As you might expect, all email-based and web form requests require direct interaction from an agent—and the vast majority of these require back-and-forth interactions with the end user—either by email or by phone. A significant number of these items end up being reassigned or escalated due to the need to reclassify them after the initial agent review.
The largest portion of form-based items do not result in the desired “zero touch” goal. And the level of agent follow-up needed for catalog-driven items is much higher than expected. All of these mechanisms miss the mark on two specific points: They do not provide assistance in a conversational manner that people looking for help would prefer, and they require folks to leave the communication channels where they spend the most of their time.
Agent of change
It’s well understood that a key reason that people avoid interacting with IT organizations is that they feel that if they start an interaction with the support team it will result in a draw on their schedule that they have no control over.
Moreover, when the end user does contact the support team, the fact that experts tend to use technical lingo results in these interactions frequently not translating into an acceptable experience for the person trying to get help. Or for the agent doing the helping.
Innovative technologies are now available to address these challenges. Virtual agents that leverage artificial intelligence, natural language processing and machine learning enable conversational approaches to issue resolution—and create more satisfying and productive support experiences for users and analysts. The nature of this virtual agent technology is inherently scalable and improving over time.
Adoption of virtual agents is drastically reducing the burden on support organizations while improving the quality, classification, and completeness of tickets and requests.
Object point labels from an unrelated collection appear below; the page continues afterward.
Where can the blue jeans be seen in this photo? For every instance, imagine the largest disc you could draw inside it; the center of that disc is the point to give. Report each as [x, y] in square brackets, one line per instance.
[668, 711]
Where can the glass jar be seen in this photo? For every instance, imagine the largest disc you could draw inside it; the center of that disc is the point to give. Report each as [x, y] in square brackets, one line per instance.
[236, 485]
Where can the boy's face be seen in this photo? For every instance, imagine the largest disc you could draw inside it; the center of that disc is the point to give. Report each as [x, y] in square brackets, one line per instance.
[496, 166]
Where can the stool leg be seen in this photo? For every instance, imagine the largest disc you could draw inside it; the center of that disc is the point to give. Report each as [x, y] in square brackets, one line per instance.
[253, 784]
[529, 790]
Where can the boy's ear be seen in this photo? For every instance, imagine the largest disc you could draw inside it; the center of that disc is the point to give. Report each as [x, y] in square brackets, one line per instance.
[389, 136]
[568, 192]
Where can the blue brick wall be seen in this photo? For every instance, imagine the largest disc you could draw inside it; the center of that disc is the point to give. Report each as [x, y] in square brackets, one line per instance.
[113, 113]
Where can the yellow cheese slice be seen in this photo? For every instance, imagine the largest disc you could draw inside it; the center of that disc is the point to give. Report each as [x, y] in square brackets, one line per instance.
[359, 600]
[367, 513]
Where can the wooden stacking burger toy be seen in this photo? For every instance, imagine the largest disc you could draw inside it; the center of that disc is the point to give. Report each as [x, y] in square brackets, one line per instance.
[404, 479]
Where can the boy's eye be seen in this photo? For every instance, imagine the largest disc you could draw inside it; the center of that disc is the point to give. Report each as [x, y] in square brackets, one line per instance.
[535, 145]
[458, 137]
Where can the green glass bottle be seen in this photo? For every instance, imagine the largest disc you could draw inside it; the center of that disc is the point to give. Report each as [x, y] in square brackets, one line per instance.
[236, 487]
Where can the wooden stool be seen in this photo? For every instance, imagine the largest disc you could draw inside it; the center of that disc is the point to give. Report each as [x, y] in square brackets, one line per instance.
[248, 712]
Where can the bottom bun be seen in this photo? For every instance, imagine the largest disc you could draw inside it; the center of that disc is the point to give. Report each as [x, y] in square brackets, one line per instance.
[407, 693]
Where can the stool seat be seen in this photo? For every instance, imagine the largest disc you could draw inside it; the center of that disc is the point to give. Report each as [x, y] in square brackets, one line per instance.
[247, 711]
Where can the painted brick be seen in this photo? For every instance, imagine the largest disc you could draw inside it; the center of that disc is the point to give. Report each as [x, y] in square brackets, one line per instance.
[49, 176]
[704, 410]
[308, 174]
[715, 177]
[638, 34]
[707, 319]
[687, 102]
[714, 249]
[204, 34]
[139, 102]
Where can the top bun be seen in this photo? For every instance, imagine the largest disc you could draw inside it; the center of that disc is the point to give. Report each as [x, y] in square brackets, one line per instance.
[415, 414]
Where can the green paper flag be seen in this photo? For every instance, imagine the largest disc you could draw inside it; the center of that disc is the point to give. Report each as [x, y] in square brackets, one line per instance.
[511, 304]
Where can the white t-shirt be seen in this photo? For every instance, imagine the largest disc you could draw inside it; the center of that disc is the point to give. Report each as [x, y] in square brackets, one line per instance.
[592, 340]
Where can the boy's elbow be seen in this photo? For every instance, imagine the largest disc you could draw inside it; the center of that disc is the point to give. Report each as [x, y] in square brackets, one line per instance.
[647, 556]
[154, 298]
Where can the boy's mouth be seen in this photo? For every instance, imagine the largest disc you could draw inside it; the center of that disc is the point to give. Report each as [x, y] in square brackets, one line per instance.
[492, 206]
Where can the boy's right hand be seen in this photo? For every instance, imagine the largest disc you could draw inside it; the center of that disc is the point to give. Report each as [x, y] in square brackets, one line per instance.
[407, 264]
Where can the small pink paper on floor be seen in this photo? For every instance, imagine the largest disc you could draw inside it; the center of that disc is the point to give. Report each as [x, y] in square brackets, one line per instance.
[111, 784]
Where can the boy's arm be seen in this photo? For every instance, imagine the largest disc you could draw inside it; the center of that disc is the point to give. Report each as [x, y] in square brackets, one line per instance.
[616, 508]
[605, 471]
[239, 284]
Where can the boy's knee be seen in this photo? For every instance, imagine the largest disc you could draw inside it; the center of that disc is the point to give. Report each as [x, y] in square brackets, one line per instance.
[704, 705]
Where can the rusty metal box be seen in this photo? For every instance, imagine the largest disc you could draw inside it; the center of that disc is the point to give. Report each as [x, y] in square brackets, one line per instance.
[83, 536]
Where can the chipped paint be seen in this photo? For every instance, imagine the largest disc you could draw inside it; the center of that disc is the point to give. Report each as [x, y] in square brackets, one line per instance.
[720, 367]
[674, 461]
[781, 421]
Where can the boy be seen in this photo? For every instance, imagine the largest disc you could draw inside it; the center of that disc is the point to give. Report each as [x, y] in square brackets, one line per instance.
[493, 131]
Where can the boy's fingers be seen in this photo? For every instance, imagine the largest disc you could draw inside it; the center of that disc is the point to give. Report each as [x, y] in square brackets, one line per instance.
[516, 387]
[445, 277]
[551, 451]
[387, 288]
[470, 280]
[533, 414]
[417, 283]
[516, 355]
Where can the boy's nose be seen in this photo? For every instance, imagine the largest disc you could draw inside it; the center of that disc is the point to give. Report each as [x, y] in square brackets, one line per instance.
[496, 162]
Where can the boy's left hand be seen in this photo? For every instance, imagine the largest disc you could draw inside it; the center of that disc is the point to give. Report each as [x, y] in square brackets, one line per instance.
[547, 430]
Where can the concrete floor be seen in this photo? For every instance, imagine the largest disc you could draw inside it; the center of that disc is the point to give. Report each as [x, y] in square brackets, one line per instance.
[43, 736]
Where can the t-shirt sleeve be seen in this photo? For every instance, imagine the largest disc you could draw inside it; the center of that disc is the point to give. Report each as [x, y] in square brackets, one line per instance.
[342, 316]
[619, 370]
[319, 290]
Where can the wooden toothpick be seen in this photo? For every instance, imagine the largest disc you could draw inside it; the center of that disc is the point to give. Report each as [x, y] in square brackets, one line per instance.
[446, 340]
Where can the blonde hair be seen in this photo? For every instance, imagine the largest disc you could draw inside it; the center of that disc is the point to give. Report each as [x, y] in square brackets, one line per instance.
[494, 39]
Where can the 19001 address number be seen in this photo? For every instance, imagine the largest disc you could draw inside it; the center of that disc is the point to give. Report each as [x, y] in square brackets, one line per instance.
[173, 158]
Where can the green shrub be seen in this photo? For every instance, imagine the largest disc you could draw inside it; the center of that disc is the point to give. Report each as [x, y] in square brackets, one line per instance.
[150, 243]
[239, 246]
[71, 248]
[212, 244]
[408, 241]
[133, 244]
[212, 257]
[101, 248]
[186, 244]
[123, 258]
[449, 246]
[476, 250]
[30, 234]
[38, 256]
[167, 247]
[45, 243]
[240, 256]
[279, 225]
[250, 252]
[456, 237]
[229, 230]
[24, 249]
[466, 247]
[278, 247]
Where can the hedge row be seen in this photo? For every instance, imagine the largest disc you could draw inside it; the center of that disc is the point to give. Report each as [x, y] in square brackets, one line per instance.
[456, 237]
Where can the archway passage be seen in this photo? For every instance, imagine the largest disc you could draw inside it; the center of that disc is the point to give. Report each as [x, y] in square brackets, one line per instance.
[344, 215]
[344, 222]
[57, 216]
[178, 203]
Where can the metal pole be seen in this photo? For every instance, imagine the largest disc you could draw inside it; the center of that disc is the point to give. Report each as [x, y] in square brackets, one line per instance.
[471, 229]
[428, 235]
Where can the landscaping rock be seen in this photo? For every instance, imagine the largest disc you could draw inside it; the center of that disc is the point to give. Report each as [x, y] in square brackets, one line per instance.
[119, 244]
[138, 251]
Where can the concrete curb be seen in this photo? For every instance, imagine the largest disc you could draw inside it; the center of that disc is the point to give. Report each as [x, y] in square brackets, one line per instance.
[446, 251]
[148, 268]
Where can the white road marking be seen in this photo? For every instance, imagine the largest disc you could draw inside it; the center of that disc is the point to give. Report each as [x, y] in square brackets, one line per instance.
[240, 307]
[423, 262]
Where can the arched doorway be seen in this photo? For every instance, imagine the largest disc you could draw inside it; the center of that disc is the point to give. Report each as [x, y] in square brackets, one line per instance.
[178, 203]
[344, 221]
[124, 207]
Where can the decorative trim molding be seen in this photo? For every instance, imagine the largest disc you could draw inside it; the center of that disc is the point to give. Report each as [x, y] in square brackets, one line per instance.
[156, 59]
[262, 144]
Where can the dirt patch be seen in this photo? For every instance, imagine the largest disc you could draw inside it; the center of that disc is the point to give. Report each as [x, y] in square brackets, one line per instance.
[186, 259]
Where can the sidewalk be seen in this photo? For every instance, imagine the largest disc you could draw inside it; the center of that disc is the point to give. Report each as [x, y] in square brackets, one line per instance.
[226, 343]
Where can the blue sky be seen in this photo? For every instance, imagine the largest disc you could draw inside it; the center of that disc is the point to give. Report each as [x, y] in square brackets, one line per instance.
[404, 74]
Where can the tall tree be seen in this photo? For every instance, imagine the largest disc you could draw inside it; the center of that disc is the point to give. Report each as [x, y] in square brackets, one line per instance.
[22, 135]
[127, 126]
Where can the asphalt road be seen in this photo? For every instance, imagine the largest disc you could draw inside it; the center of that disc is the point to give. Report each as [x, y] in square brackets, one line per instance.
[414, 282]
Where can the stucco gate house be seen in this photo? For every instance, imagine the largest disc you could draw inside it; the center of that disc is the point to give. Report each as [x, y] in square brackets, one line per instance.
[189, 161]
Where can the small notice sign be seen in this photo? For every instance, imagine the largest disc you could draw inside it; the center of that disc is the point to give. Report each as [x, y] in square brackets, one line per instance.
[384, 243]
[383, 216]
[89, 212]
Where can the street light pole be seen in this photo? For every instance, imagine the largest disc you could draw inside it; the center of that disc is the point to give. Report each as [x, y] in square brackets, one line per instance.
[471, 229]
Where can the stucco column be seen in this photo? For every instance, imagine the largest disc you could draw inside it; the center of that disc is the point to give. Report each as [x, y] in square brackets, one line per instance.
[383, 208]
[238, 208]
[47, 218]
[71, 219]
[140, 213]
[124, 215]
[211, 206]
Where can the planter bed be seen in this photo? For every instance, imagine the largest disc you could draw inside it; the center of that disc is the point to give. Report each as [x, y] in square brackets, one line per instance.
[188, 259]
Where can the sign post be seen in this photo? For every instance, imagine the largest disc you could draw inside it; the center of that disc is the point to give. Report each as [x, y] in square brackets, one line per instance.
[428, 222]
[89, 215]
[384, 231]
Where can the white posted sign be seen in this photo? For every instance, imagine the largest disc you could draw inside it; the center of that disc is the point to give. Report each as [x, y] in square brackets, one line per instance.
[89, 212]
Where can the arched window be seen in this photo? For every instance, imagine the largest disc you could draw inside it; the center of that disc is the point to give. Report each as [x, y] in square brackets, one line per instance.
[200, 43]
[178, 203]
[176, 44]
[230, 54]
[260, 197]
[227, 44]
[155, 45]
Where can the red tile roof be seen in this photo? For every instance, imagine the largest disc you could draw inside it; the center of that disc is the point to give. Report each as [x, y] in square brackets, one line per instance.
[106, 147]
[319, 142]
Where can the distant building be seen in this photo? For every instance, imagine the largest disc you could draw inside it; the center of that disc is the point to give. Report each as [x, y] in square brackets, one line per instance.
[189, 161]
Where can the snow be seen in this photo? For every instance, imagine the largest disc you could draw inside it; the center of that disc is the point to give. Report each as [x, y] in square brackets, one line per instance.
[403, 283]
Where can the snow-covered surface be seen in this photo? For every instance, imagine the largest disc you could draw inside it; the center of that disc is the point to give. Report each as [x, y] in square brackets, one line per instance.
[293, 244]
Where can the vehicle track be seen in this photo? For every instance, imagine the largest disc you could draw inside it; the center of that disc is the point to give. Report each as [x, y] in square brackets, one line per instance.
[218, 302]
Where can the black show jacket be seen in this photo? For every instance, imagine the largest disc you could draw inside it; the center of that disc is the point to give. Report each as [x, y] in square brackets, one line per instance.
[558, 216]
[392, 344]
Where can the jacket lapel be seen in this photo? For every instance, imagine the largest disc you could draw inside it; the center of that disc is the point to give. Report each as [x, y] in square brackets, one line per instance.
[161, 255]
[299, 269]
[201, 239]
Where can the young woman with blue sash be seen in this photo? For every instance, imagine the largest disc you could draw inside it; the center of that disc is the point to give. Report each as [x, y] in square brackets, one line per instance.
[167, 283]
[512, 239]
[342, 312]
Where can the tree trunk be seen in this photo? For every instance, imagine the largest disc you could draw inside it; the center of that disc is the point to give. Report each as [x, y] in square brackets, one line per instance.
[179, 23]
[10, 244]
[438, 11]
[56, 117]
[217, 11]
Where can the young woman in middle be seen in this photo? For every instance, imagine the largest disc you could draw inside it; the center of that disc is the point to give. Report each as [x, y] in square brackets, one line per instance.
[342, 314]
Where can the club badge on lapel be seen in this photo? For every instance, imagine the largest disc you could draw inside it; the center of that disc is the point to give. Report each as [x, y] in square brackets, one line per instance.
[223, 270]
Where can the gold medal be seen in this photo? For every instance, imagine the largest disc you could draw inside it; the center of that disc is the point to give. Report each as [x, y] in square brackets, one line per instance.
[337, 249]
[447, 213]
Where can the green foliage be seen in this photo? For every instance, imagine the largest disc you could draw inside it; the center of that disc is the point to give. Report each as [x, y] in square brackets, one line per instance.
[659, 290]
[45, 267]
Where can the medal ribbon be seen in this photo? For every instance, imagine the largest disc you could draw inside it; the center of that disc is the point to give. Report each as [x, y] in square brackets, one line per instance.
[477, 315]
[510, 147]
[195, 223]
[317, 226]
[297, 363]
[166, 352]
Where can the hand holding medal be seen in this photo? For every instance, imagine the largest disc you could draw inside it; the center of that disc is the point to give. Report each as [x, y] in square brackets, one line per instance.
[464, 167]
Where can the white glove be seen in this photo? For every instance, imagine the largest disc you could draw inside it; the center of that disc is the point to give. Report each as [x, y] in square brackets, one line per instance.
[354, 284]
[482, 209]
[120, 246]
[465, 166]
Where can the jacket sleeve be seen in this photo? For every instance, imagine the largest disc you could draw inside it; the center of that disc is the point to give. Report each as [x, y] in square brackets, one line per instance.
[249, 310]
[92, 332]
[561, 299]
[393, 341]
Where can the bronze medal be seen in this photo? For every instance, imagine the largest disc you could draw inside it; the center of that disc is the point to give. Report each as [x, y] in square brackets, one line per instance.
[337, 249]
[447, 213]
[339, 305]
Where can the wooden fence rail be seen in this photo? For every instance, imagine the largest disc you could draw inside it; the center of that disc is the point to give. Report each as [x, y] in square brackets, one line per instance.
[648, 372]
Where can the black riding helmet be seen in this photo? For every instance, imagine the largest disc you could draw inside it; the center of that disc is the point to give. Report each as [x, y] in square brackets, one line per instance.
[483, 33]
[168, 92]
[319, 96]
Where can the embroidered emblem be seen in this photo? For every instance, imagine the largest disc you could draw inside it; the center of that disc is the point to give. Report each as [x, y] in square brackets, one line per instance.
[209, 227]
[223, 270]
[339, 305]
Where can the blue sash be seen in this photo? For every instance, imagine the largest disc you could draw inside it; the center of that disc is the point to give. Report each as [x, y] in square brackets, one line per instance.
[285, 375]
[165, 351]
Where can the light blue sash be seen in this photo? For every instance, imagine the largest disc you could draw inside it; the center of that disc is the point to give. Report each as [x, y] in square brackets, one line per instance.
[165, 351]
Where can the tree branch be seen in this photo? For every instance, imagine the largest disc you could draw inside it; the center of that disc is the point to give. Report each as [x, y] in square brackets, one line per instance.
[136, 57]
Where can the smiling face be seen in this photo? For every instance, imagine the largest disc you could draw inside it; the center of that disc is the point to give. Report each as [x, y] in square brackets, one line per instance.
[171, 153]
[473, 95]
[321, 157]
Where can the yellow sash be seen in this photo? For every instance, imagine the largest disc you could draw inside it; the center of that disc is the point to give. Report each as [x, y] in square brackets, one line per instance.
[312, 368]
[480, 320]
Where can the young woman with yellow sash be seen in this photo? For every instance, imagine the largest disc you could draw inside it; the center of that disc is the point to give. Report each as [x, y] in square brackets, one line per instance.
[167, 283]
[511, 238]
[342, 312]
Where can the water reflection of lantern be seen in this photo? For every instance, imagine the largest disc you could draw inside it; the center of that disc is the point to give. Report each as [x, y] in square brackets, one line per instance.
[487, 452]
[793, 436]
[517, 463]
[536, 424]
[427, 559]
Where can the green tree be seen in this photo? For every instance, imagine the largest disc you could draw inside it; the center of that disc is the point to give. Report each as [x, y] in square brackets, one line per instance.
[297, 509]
The best virtual agents expand self-service adoption by allowing users to communicate through the messaging applications they already use, such as Facebook Messenger, Google Hangouts Skype, for Business, Slack, Microsoft Teams and so on. This enables end users to report issues anywhere and at any time, in a conversational manner.
A brighter era
For too long, IT service desk teams have struggled with tools which are inadequate for maintaining complex organizational infrastructures. The future doesn’t have to be a repetition of the past and there is a better era in service management ahead—an era that leverages artificial intelligence to improve customer service experiences and increase support team productivity and job satisfaction. It’s about time.